Re: Tetraploids exist !
- To: hosta-open@mallorn.com
- Subject: Re: Tetraploids exist !
- From: h*@open.org
- Date: Fri, 9 Feb 2001 20:23:35 -0800 (PST)
Ben:
>By the way 2: nearly all hostas are diploids
It's nice to know that nearly all hostas are diploids. Could you
pleas tell us which ones are not diploids?
Just because hostas look and behave like diploids doesn't mean they
aren't amphidiploids, also refered to as allo-tetraploids. With 60
chromosomes hostas are almost certainly amphidiploids.
Allo-tetraploids are called amphidiploids because they look like they
are diploids when you look at their meiosis - you see typical bivalent
pairing. If you cross two species, lets say species A and species B,
then the F1 hybrid has one set of A chromosomes and one set of B
chromosomes. If Chromosome set A is not homologous with chromosme set
B, then they don't pair during meiosis and the plant is infertile.
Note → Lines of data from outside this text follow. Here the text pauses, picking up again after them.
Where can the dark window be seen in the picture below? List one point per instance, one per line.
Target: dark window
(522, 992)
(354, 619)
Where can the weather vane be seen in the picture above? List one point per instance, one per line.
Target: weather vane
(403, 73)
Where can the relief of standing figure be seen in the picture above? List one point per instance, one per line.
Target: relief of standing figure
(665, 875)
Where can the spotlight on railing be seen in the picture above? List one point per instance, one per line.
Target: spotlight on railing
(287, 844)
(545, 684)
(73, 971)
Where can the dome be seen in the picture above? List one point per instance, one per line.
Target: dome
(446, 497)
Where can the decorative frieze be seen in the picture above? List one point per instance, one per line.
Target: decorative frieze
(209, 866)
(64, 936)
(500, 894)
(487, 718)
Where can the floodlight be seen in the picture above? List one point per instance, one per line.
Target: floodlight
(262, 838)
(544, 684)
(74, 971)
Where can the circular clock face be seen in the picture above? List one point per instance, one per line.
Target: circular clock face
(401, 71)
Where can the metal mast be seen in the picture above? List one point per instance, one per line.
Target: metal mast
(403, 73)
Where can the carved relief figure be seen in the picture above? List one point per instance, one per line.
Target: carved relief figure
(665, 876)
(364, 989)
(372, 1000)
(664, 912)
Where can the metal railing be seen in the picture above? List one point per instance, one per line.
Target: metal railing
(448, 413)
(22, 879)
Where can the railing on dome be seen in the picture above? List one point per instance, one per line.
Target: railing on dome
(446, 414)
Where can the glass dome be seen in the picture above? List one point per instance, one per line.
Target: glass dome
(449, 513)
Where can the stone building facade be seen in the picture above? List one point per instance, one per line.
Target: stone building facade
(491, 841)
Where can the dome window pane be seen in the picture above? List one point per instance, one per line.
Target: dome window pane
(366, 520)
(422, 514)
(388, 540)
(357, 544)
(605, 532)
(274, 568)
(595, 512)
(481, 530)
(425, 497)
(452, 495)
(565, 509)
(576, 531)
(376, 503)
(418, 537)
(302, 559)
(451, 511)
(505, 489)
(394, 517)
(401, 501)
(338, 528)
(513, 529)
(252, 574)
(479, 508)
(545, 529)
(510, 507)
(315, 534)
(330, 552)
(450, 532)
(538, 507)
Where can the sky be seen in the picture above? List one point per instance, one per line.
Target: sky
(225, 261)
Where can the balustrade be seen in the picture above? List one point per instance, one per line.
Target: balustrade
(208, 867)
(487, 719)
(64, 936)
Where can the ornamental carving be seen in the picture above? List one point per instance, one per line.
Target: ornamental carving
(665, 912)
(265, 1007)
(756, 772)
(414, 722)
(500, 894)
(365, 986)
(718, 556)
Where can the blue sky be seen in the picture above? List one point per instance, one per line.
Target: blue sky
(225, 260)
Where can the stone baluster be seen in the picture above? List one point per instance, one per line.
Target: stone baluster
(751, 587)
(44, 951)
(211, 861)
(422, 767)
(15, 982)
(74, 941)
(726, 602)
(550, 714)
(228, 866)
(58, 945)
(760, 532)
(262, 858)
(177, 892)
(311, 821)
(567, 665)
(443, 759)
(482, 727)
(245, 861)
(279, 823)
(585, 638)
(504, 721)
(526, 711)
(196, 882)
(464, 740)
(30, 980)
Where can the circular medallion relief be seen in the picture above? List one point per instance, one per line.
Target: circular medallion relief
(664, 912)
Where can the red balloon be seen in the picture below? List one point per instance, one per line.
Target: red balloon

Some people say sterile, but that is not the most correct term. Now,
if you double up that plants chromosome numbers the plant will have
two sets of A chromosomes that can pair with each other and have two
sets of B chromosomes that can pair with each other. When you look at
the cells undergoing meiosis you see a cell with twice the number of
chromosomes as the two species, but each chromosome is undergoing
bivalent pairing, thus the hybrid is fully fertile and it looks like a
diploid. Polyploidization has been a significent factor in the
evolution of plants. Since you are a fruit fly and yeast geneticist,
NOT a higher plant geneticist, you are probably unaware of the
significence of polyploidization in plants and how it occures. For a
long time botanist thought that the different species produced a
diploid F1 and then sometime later there was natural doubling to the
tet level. However, we now know that this polyploidization in plants
has come about by unreduced gametes. The union of an unreduced egg
with an unreduced pollen sperm cell gives instant rise to a fertile
amphidiploid. You might be interested to know that Luther Burbank,
the great American horticulturist of the late 19th century and early
20th century was the first to have this occure under controlled
conditions with his introduction of the Garden Huckleberry or Wonder
Berry by crossing two poisonous Solanaceae plants. He repeated the
cross for 13 years without ever getting a pod to set and then one day
he got one pod to set with one seed and the resulting hybrid was fully
fertile and true breeding, and, interestingly, it was not poisonous
even though both parents were poisonous. This is what we call an
amphidiploid. He gave a presentation of this event to a horticulture
meeting in the early 20's, but, unfortunately, he wasn't a scientist
and he was mostly ridiculed. Today we know better.
Now, last year I planted a LARGE amount of ventricosa Aureomarginata
seed and got very few seedlings. I saved about ten or so of the more
interesting seedlings. The question is, are these going to be
triploids or tetraploids? These seedlings were as vigorous as
vigorous seedlings from other crosses, but there wasn't anything about
them to suggest they were tetraploid.